I've been in real estate for some time now yet it never ceases to amaze me what kind of shenanigans go on in some circles within the industry. Yeah, we've all heard the jokes about Realtors, some that are true, but most Realtors are upstanding individuals, possibly even former Boy Scouts or Brownies.

And then there are the others. The scammers. The shady ones. The opportunists gone wild. Yep, our industry has them. Of course, out of 1,000,000 Realtors nationwide you know that there have to be a few bad apples.

So every few years a handful of people get arrested locally in some type of real estate scheme. I've know OF many of the Realtors that have been arrested and/or convicted but I don't know any of them personally. I haven't transacted business with any of them and I don't have any ties to their co-conspirators. Maybe I stay away from things that just don't feel right, or maybe I'm just lucky.

Greed is usually the driving force behind most of the antics. Of course, greed can be traced to a lot of questionable activity.

There are three things that amaze me about these kinds of stories:

1. The people involved are not petty criminals and the schemes are elaborate and well-thought.
2. The greed is over-the-top. They steal and cheat in order to feed their lives of luxury.
3. They seem to think that they will never get caught but almost almost always do.

There have been several of these "rings" that have been broken up over the years. I had a friend that actually worked for one of the ring-leaders in one of them for a short time. I'm pretty sure that my friend had no idea. Or at least they haven't caught up with him yet. (I haven't seen him in years, he moved out of state)

The reason I wanted to post this is because a recent follow-up to a story about one of these incidents. One of the Realtors involved was recently sentenced to jail. Here is the initial story and the follow-up:

U.S. Justice Department

This lovely little scam involved two Realtors, a builder, the builder's wife, an accountant, and who knows who else. They were charged with money laundering, tax fraud, wire fraud, and obstruction of justice. Did they get caught?

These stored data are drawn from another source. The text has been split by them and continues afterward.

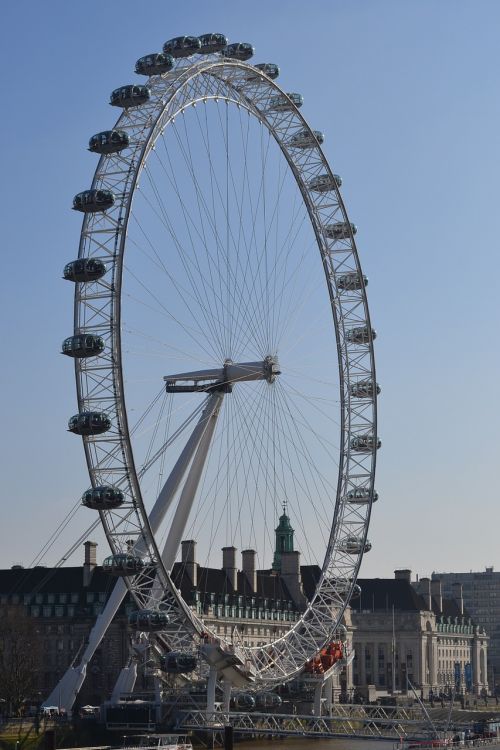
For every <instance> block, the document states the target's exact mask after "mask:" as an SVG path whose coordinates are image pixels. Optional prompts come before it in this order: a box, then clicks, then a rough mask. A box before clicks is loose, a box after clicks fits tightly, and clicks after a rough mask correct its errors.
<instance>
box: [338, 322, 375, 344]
mask: <svg viewBox="0 0 500 750" xmlns="http://www.w3.org/2000/svg"><path fill="white" fill-rule="evenodd" d="M345 337H346V339H347V341H349V343H351V344H368V343H369V342H370V340H371V341H373V340H374V339H376V338H377V332H376V331H375V329H374V328H372V329H371V330H370V328H368V326H359V327H357V328H350V329H349V330H348V331H346V334H345Z"/></svg>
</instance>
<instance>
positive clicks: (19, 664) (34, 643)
mask: <svg viewBox="0 0 500 750" xmlns="http://www.w3.org/2000/svg"><path fill="white" fill-rule="evenodd" d="M39 657H40V649H39V642H38V637H37V632H36V629H35V626H34V624H33V621H32V620H31V619H30V618H29V617H28V616H27V614H26V611H25V609H24V607H22V606H11V607H2V610H1V611H0V698H1V699H3V700H4V701H5V706H6V707H7V710H8V711H9V713H11V714H17V715H20V714H21V711H22V707H23V704H24V702H25V701H27V700H29V699H32V698H33V695H34V693H35V689H36V686H37V681H38V667H39V662H40V658H39Z"/></svg>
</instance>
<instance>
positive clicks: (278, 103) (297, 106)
mask: <svg viewBox="0 0 500 750" xmlns="http://www.w3.org/2000/svg"><path fill="white" fill-rule="evenodd" d="M303 104H304V97H303V96H302V94H294V93H291V94H280V95H279V96H273V97H271V99H270V100H269V109H271V110H273V111H274V112H288V111H291V110H293V109H294V107H297V109H299V108H300V107H302V105H303Z"/></svg>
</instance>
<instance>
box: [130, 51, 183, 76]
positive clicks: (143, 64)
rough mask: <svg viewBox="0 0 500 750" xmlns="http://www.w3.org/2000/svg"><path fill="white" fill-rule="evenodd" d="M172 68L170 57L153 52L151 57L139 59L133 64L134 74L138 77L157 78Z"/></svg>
mask: <svg viewBox="0 0 500 750" xmlns="http://www.w3.org/2000/svg"><path fill="white" fill-rule="evenodd" d="M173 67H174V58H173V57H172V55H165V54H163V53H162V52H153V53H152V54H151V55H144V57H140V58H139V59H138V60H137V62H136V64H135V72H136V73H137V74H138V75H140V76H159V75H161V74H162V73H168V71H169V70H172V68H173Z"/></svg>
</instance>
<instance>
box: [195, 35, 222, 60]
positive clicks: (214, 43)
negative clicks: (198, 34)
mask: <svg viewBox="0 0 500 750" xmlns="http://www.w3.org/2000/svg"><path fill="white" fill-rule="evenodd" d="M198 39H199V40H200V44H201V47H200V50H199V51H200V53H201V54H202V55H210V54H211V53H212V52H221V51H222V50H223V49H224V47H227V43H228V41H229V40H228V38H227V36H224V34H202V35H201V36H199V37H198Z"/></svg>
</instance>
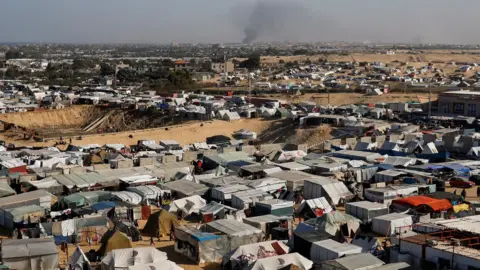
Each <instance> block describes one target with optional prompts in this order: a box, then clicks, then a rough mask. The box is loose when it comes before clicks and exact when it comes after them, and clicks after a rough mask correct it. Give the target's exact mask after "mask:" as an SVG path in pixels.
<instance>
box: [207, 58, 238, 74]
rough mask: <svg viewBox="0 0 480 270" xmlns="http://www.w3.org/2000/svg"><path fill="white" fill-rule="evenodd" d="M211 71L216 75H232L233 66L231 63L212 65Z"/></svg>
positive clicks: (232, 62) (212, 63)
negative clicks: (214, 72)
mask: <svg viewBox="0 0 480 270" xmlns="http://www.w3.org/2000/svg"><path fill="white" fill-rule="evenodd" d="M211 69H212V70H213V71H215V72H216V73H233V72H234V71H235V64H234V63H233V62H232V61H225V62H218V63H212V66H211Z"/></svg>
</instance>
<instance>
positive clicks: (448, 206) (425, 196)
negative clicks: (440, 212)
mask: <svg viewBox="0 0 480 270" xmlns="http://www.w3.org/2000/svg"><path fill="white" fill-rule="evenodd" d="M393 203H396V204H401V205H408V206H412V207H417V206H420V205H426V206H428V207H430V208H432V210H433V211H443V210H448V209H451V208H452V204H451V203H450V201H449V200H447V199H442V200H439V199H434V198H430V197H426V196H410V197H406V198H402V199H397V200H393Z"/></svg>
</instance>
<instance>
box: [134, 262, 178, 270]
mask: <svg viewBox="0 0 480 270" xmlns="http://www.w3.org/2000/svg"><path fill="white" fill-rule="evenodd" d="M145 269H159V270H160V269H162V270H183V268H182V267H180V266H178V265H177V264H176V263H174V262H172V261H169V260H165V261H162V262H155V263H146V264H139V265H132V266H129V267H128V268H127V270H145Z"/></svg>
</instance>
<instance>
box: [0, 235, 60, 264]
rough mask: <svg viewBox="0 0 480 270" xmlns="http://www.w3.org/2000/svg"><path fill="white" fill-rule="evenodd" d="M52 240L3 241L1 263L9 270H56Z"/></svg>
mask: <svg viewBox="0 0 480 270" xmlns="http://www.w3.org/2000/svg"><path fill="white" fill-rule="evenodd" d="M58 256H59V255H58V252H57V246H56V245H55V243H54V241H53V238H33V239H20V240H13V239H4V240H2V262H3V264H4V265H6V266H8V267H9V269H58Z"/></svg>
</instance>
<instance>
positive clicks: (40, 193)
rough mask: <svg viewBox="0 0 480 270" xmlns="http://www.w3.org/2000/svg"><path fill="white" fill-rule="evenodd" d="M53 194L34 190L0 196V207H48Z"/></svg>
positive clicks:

Yes. But in the meantime they defrauded people out of millions of dollars. As a Realtor I am not "happy" that my fellow Realtors are going to prison. I try not to take pleasure in the displeasure of others. However, I am glad that justice was served and people are going to pay. I hope that is a lesson to those "questionable" people in this industry who may be teetering on the edge of bad judgment. Just remember: you likely will get caught.